Bake Sausage In A Muffin Tin For A Bite-Sized Breakfast Bowl

Breakfast bowls come in all varieties, from the healthy kind made with oatmeal (here's a recipe using ingredients sourced from Trader Joe's) or fruit and yogurt (another one of our breakfast bowl recipes highlights the trendy superfruit açaí) and the perhaps slightly less nutritious but very tasty fast food kind like this sausage, egg, potato, and biscuit extravaganza from Wendy's. If you prefer a less carby, more meaty option, though, we've got a great idea for you -– and no, you won't have to go to Arby's since it's not the only one that has the meats. Instead, you can head for your supermarket freezer aisle and pick up a tube of ground sausage meat as this ingredient can be used to form the basis of a mini breakfast bowl.

Once you have the sausage, the other important component of this breakfast recipe is a muffin pan. Take your sausage (thawed, of course) and divide it up into as many balls as you have muffin cups (12, for a standard pan). Press each ball into the cup so it covers the bottom and comes up the sides, making sure to leave a generous indent in the middle. Depending on what you want in your sausage bowl, you can now either blind bake the cups (in this case, it's not a mistake if you don't add weights to this non-pastry crust) or else add the fillings before they go into the oven.

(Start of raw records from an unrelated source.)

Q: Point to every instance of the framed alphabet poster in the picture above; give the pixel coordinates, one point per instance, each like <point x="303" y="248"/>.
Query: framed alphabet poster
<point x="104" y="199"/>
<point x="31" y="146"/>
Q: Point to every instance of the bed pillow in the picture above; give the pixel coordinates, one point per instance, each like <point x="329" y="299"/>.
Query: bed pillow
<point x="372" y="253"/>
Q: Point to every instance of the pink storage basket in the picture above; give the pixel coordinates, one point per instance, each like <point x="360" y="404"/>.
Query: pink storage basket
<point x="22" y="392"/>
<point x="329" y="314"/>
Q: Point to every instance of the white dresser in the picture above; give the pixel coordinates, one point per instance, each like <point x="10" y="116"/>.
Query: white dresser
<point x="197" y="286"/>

How (and when) to fill your mini sausage bowls

Eggs make a great filling for these sausage cups, and they can bake in the oven at the same time as the sausages cook. You can go one of two ways with the baked eggs -– either scramble them first or crack a whole egg into each cup. The latter will only work if you are using standard or larger-sized muffin pans, but scrambled eggs can be used to fill even mini sausage muffin cups. Add cheese and maybe some cooked potatoes, onions, or peppers (or any combination thereof), then bake the cups (or mini bowls, if you will) until the eggs are set and the sausage is completely cooked. This may take as long as half an hour at 350 F or as little as 10 minutes at 400 F, but you'll probably need to do some checking and adjust the time as necessary to determine exactly how long it will take for your particular oven, size of pan, and thickness of sausage layer.

If you decide to go eggless, you can just bake the empty sausage cups until the meat is cooked. Start checking at around 10 minutes, tacking on additional cooking time as necessary. Once the sausage is cooked, you can fill the bowls with cheese and/or cooked vegetables. The residual heat may be enough to melt the cheese, or you could put the pan back in the oven for another minute or so to help speed things along.